Umuda sarılıp kalemi elime aldım. Belki en güzel makalemi yazarım, bir kişinin de olsa gönlüne ve yüreğine dokunurum diye. Belki o bir kişide sevgi filizlenir bire on verir, ona bin verir umutlar çoğalır diye. Umut, tohumu toprağa ekmektir, bulutta yağmuru görmektir.
Umut, iki ayağın üzerine kalkmadan yürünmeyeceğini bilmektir. Zira ancak bir mücadele, bir eylem, bir emek sonrasında umutlanma hakkını kendimizde bulabiliriz. O mücadeledir ki bizi ayakta tutan, hayata bağlayan, dünyayı yaşanabilir kılan.
Umut, yaşamanın ta kendisidir. Yaşayanlar ,umut edenlerdir. Hayat mücadelesinin sırtına yüklediği yükü taşıyabilme enerjisini veren iksirdir. Yolun sonu aydınlıktır diye içinde yankılanan sestir. Karanlık bir gecede yolunu kaybeden yolcuya, gecenin sonu sabahtır muştusunu yüreğine üfleyen neyzendir.

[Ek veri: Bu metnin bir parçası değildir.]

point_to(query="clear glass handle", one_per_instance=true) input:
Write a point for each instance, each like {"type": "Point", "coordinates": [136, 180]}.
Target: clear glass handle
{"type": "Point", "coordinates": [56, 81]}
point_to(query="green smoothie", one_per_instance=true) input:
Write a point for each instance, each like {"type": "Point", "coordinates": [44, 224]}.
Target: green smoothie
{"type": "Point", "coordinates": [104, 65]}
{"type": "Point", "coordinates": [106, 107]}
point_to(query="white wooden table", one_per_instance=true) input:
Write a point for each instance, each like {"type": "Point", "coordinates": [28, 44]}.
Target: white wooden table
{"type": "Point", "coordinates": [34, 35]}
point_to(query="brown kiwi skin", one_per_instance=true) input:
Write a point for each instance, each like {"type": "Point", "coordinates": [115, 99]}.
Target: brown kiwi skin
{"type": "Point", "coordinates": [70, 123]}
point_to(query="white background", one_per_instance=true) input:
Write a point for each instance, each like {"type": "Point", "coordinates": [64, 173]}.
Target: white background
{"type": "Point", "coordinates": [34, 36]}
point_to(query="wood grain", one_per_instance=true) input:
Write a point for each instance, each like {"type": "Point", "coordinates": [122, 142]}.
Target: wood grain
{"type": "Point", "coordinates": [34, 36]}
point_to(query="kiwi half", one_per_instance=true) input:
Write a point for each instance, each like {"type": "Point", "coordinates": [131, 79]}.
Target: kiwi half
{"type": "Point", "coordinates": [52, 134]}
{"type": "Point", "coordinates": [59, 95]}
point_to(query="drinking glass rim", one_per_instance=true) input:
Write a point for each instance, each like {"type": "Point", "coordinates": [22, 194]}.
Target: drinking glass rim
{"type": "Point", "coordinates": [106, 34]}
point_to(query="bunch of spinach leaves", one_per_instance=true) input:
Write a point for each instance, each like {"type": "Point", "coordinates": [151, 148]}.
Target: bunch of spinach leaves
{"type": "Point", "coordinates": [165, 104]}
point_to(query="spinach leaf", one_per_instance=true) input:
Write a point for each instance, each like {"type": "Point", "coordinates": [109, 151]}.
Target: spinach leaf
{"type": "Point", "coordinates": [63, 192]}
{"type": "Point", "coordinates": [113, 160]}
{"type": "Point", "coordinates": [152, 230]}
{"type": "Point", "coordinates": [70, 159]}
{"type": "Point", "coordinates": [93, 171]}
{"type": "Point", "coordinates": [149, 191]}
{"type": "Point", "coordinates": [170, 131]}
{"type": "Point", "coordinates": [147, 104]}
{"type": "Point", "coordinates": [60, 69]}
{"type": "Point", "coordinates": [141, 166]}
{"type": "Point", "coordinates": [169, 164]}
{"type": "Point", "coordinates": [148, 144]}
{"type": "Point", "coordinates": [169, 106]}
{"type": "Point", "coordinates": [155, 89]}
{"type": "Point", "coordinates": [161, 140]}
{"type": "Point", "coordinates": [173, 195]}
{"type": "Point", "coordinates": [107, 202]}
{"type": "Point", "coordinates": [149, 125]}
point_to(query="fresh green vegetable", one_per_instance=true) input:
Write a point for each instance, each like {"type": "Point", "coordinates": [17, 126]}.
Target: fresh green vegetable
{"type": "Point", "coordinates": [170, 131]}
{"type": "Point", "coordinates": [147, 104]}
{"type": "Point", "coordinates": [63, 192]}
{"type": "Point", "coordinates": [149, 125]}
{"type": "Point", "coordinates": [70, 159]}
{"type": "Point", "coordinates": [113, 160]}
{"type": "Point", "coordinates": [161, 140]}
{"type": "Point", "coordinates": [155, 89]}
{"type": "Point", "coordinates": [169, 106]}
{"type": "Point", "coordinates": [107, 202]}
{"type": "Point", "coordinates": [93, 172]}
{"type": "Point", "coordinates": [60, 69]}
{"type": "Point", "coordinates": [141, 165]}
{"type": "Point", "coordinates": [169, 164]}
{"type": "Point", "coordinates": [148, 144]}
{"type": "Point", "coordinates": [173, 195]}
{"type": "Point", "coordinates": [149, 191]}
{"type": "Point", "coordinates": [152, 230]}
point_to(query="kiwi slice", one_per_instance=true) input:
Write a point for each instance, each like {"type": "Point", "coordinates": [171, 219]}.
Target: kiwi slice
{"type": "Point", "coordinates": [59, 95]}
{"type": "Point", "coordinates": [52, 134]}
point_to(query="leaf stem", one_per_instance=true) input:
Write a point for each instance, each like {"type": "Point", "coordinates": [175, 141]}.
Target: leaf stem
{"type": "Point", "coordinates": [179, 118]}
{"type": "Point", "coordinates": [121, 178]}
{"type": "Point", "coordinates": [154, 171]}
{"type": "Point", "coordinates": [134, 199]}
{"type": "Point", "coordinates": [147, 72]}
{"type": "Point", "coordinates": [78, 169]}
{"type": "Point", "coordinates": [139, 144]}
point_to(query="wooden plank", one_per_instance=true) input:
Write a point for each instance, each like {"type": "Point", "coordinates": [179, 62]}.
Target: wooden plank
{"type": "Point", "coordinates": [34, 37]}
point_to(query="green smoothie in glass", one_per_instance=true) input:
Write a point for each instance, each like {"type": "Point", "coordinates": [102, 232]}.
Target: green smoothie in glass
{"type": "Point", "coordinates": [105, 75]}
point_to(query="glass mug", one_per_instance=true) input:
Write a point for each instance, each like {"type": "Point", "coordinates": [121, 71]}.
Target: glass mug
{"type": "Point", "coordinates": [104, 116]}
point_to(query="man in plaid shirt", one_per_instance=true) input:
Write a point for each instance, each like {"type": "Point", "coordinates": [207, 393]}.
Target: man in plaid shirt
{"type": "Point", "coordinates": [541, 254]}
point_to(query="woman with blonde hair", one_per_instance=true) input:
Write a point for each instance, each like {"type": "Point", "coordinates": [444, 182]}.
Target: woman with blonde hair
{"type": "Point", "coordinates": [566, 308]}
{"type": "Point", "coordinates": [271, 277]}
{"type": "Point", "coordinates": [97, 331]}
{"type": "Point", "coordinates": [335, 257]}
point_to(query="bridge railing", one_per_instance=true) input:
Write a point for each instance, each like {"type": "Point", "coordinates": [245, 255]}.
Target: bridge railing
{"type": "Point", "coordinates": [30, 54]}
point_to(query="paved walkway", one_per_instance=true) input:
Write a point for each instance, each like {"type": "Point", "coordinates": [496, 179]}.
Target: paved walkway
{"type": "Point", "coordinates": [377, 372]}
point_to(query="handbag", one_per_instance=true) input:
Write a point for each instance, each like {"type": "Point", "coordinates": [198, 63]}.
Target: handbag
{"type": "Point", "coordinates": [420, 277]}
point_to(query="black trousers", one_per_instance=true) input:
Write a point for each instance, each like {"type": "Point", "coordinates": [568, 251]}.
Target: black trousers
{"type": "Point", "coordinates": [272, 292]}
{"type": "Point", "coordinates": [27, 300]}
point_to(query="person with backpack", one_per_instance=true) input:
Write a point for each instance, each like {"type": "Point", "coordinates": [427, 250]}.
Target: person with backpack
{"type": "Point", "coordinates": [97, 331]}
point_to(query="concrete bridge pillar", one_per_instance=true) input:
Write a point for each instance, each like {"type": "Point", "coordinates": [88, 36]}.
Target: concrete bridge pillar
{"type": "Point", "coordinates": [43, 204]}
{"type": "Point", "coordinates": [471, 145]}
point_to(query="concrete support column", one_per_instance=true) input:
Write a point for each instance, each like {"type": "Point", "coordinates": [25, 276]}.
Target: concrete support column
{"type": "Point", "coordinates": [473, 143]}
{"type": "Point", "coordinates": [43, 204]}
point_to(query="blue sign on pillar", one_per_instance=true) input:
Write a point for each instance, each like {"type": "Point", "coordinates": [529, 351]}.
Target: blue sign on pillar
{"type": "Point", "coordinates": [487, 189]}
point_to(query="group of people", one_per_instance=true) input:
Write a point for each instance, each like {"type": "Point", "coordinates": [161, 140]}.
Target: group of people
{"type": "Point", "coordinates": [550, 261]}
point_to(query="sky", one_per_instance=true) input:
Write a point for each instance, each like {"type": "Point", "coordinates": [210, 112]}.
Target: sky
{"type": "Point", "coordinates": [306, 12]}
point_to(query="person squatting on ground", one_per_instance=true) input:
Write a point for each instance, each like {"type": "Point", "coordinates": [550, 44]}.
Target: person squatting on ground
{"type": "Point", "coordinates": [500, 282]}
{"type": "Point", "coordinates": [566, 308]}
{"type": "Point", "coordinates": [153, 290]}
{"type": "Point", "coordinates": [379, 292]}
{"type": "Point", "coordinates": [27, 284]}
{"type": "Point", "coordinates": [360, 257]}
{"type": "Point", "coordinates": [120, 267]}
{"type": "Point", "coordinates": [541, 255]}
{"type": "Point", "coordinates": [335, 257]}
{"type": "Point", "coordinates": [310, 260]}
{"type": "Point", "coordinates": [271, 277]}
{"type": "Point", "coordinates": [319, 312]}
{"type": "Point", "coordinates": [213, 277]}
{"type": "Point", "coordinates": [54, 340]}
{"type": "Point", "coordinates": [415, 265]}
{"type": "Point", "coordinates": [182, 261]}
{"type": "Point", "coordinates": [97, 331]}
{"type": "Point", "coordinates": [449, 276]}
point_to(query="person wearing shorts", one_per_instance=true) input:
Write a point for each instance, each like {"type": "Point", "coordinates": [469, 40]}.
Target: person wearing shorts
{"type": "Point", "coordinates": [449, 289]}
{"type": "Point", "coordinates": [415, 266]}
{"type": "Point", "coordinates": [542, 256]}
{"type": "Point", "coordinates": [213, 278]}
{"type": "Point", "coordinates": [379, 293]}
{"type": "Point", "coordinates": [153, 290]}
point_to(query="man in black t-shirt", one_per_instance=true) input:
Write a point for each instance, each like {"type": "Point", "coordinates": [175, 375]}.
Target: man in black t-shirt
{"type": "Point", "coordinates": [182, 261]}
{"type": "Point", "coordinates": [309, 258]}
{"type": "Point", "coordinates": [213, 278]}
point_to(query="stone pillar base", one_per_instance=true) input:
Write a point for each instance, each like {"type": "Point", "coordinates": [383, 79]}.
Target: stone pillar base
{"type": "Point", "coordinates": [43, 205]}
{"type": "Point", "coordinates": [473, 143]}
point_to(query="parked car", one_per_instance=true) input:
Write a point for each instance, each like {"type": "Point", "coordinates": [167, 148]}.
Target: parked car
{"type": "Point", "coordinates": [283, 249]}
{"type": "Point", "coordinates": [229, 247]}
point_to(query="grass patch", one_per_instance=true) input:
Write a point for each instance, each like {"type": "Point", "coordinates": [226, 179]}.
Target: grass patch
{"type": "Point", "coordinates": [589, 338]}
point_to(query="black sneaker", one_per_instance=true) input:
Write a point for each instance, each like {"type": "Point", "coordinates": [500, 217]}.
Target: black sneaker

“Umut, fakirin ekmeğidir “ derler. Sadece fakirin mi ekmeğidir? Umut; bir gün gelip en güzel şiiri yazacağım diyen şairin, bir gün gelip en güzel kitabı yazmak dileyen yazarın, bir gün gelip en güzel besteyi yapmak isteyen müzisyenin. Hastanede şifa bekleyen hastanın, parasından para kazanmak isteyen zenginin de ekmeğidir. Bir gün gelip seveceğini, beyaz gelinlik içerisinde huriler gibi süzüleceğini, çocukları büyüyeceğini, okuyup büyük adamlar olacağını, evlendirip torunlarını kucağına alacağını hayal edenlerinde ekmeğidir umut.
Umut, yarına tutunmadır. Yarını hayallerle güzelleştirmektir. Şair diyor ya:
“En güzel deniz henüz gidilmemiş olandır
En güzel çocuk henüz büyümedi
En güzel günlerimiz henüz yaşanmadı
Ve sana söylemek istediğim en güzel söz
Henüz söylememiş olduğum sözdür.
Umuda bin kurşun sıksa da ölüm
Unutma umuda kurşun işlemez gülüm”
Öldükten sonrada bizi bir hayatın beklediğine inanmış olanların umutsuz olmaları mümkün değil. Eğer bugünden sonra yaşanacak bir hayat varsa, alacağımız bir nefes varsa umut da var demektir. Şimdi gece olduğuna bakma şafak söker gündüzde olur. Kış olduğuna bakma, mevsim döner ilkbahar olur. Günah işlediğine bakıp umutsuzluğa düşme tövbe kapısı da sonuna kadar açık.
Vedat Günyol, Albert Camus’un “Yabancı “adlı kitabına yazdığı önsözde diyor ki:
“Yaşamın sonu ölümle bitiyor diye, kapayacak mıyız gözümüzü, yüreğimizin kapılarını, bu yaşanası dünyanın güzelliklerine, bunların yanında insanların acılarına, çaresizlikleri ne? Mademki yaşıyoruz, yaşadığımız sürece mutlu olmaya, sağımızda solumuzda mutluluk yaratmaya bakmalıyız.
Gerçek umutsuzluk, can çekişme, mezar ya da uçurumdur. Umutsuzluk konuştu mu hele yazdı mı, hemen bir kardeş el uzanır sana, ağaç anlam kazanır, sevgi doğar. Edebiyat olan her yerde umut vardır.” Bende diyorum ki nefes aldığın her anda bir umut vardır. Zaten her aldığın nefes bir umuttur.
Bir umut sevdiğin bugün uzaklarda da olsa seni anmıştır. Bir umut vefalı dostun seni arkandan hayırla yâd etmiştir. Bir umut beklediğin belki sabah çıkagelmiştir. Umut yaşama tutunmaktır.
Umut, toprağa tohum ekmektir. Sonra “Tevekkeltü Al Allah “demektir.